Die Beschwerdeführerin und Beklagte des Ausgangsverfahrens im Verfahren 1 BvR 967/15 begleitete den Strafprozess gegen den früheren Wettermoderator Jörg Kachelmann, Kläger der Ausgangsverfahren, mit einer umfangreichen Berichterstattung. Sie illustrierte die Wortberichterstattung unter anderem mit einem Lichtbild des Klägers, das ihn wenige Meter vom Eingang der Kanzlei seiner Verteidigerin entfernt auf dem Gehweg zeigt. Der Kläger machte letztinstanzlich erfolgreich die Unterlassung der Bildberichterstattung geltend. Dagegen wendete sich die Beschwerdeführerin mit ihrer Verfassungsbeschwerde. Sie rügte im Wesentlichen die Verletzung ihrer Pressefreiheit. Die Beschwerdeführerinnen in den Verfahren 1 BvR 2897/14 und 1 BvR 790/15 wendeten sich gegen zivilgerichtliche Unterlassungsverfügungen, mit denen ihnen untersagt worden war, den Kläger im Innenhof der Kanzlei seiner Verteidigerin im Vorfeld des gegen ihn gerichteten Strafverfahrens abzubilden. Auch sie rügten die Verletzung ihrer Pressefreiheit.
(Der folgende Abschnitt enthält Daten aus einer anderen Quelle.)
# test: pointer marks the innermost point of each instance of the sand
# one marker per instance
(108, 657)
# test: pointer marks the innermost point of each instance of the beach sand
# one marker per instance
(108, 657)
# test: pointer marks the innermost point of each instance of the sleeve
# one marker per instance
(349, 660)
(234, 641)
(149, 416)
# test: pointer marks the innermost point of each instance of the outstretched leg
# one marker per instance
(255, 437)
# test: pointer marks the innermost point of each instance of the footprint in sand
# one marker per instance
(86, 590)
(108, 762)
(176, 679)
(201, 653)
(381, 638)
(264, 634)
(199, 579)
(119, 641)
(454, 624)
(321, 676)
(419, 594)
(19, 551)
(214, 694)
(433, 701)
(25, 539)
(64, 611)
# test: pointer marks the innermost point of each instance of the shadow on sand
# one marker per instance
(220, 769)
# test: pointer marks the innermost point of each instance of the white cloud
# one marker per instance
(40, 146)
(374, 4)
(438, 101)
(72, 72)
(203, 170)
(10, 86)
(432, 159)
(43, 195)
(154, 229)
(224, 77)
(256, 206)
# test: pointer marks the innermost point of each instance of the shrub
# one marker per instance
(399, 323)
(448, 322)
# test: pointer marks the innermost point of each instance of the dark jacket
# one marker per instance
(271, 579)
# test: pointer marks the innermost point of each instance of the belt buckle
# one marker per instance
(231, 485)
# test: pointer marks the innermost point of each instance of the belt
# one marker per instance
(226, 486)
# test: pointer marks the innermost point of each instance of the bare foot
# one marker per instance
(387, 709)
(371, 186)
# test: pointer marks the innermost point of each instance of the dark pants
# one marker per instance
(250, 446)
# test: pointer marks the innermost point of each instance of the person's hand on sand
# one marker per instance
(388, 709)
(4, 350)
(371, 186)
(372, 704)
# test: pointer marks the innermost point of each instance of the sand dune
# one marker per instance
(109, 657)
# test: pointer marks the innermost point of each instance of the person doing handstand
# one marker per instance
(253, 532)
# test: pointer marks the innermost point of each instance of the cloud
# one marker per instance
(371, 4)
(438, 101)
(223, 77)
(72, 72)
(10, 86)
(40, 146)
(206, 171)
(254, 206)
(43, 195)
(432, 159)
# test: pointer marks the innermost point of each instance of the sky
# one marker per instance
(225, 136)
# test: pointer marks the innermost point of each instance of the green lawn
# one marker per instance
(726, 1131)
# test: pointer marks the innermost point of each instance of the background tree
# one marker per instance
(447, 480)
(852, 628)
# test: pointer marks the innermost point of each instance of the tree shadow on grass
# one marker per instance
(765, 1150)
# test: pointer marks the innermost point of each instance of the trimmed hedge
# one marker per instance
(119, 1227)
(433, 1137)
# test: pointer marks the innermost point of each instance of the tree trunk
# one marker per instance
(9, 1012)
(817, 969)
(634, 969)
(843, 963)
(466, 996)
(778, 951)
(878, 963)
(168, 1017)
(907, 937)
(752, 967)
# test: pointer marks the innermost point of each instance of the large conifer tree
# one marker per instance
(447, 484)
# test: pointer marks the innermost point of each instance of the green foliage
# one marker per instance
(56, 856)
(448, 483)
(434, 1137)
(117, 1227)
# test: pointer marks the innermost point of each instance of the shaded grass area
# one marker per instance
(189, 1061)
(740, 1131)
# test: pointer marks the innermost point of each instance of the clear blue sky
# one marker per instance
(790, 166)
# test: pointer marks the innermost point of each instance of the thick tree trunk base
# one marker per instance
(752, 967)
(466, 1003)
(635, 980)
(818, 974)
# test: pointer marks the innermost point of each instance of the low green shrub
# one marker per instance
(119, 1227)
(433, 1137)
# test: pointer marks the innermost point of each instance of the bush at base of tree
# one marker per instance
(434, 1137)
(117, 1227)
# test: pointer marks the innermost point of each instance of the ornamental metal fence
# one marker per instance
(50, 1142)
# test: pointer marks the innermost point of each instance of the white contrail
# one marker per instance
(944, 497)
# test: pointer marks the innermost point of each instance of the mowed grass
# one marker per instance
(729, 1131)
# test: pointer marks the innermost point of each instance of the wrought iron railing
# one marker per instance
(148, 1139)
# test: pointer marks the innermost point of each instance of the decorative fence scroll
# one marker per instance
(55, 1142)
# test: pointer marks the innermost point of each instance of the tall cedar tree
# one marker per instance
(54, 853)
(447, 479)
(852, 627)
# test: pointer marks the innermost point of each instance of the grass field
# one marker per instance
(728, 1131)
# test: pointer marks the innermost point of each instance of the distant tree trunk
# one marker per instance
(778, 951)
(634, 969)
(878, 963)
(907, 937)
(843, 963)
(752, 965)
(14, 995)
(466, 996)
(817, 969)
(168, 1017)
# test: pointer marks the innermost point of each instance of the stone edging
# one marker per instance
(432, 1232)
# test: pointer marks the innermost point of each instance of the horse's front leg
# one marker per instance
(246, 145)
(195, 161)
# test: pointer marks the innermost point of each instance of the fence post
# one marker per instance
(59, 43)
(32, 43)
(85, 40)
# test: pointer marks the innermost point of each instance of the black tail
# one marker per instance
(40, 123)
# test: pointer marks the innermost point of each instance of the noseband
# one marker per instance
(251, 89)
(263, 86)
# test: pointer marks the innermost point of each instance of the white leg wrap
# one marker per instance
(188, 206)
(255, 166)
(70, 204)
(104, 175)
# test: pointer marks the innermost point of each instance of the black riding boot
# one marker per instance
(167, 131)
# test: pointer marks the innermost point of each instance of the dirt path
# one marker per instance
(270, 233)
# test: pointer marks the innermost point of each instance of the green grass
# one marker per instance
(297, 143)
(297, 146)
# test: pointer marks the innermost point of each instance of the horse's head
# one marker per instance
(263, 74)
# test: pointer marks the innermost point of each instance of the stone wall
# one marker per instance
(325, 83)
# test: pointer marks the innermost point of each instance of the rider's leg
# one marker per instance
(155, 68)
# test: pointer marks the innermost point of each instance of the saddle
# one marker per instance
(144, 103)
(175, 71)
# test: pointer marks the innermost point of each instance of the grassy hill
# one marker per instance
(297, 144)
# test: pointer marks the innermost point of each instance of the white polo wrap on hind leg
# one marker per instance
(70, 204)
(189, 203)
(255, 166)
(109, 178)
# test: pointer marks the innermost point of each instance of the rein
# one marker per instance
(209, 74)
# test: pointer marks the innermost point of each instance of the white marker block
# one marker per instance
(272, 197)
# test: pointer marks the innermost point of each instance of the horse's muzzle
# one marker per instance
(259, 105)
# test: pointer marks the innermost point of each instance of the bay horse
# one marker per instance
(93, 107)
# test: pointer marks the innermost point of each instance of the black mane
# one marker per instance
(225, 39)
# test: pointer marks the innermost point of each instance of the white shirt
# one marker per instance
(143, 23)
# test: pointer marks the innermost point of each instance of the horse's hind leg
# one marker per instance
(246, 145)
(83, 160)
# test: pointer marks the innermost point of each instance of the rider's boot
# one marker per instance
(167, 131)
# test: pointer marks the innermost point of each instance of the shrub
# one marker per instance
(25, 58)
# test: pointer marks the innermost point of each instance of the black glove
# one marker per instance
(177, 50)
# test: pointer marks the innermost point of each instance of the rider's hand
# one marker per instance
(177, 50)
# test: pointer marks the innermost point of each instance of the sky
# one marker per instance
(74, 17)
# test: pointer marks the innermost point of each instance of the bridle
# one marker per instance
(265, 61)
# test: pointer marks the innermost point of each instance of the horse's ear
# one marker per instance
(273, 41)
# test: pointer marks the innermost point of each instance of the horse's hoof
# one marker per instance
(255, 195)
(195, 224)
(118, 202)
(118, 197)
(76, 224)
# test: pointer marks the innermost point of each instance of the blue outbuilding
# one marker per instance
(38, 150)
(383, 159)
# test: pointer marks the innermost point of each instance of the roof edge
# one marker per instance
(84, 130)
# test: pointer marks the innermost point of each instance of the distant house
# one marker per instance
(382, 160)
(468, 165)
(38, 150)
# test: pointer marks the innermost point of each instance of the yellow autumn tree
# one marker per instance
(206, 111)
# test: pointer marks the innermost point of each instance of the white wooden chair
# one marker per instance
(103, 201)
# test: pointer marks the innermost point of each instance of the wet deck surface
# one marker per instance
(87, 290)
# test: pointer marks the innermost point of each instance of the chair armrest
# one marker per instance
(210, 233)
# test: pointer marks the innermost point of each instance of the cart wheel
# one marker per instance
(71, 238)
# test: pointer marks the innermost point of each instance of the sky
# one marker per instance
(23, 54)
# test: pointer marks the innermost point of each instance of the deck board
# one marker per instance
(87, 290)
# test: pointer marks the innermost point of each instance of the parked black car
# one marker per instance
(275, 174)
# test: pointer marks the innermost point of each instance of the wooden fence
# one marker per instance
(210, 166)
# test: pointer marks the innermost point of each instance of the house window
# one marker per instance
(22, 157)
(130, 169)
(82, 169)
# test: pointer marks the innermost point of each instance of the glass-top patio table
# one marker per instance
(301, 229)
BVerfG: Veröffentlichungsverbot für "Gehweg-Foto" verletzt Pressefreiheit

Im Verfahren 1 BvR 967/15 hat das BVerfG die Verfassungsbeschwerde für begründet erachtet. Die angegriffenen Entscheidungen verletzten die Beschwerdeführerin in ihrer Pressefreiheit. Im Rahmen der Abwägung der kollidierenden Schutzgüter müssten die Zivilgerichte das Gewicht der Pressefreiheit bei der Berichterstattung über Ereignisse, die von großem öffentlichen Interesse seien, ausreichend berücksichtigen. Für die Gewichtung der kollidierenden Belange des Persönlichkeitsschutzes sei neben den Umständen der Gewinnung der Abbildung auch bedeutsam, in welcher Situation der Betroffene erfasst werde, ob er sich im öffentlichen Raum bewege oder ob sich im privaten Raum oder in einer durch räumliche Privatheit geprägten Situation befinde. Betreffe die Abbildung die Privatsphäre oder eine durch räumliche Privatheit geprägte Situation, sei das Gewicht der Belange des Persönlichkeitsschutzes erhöht.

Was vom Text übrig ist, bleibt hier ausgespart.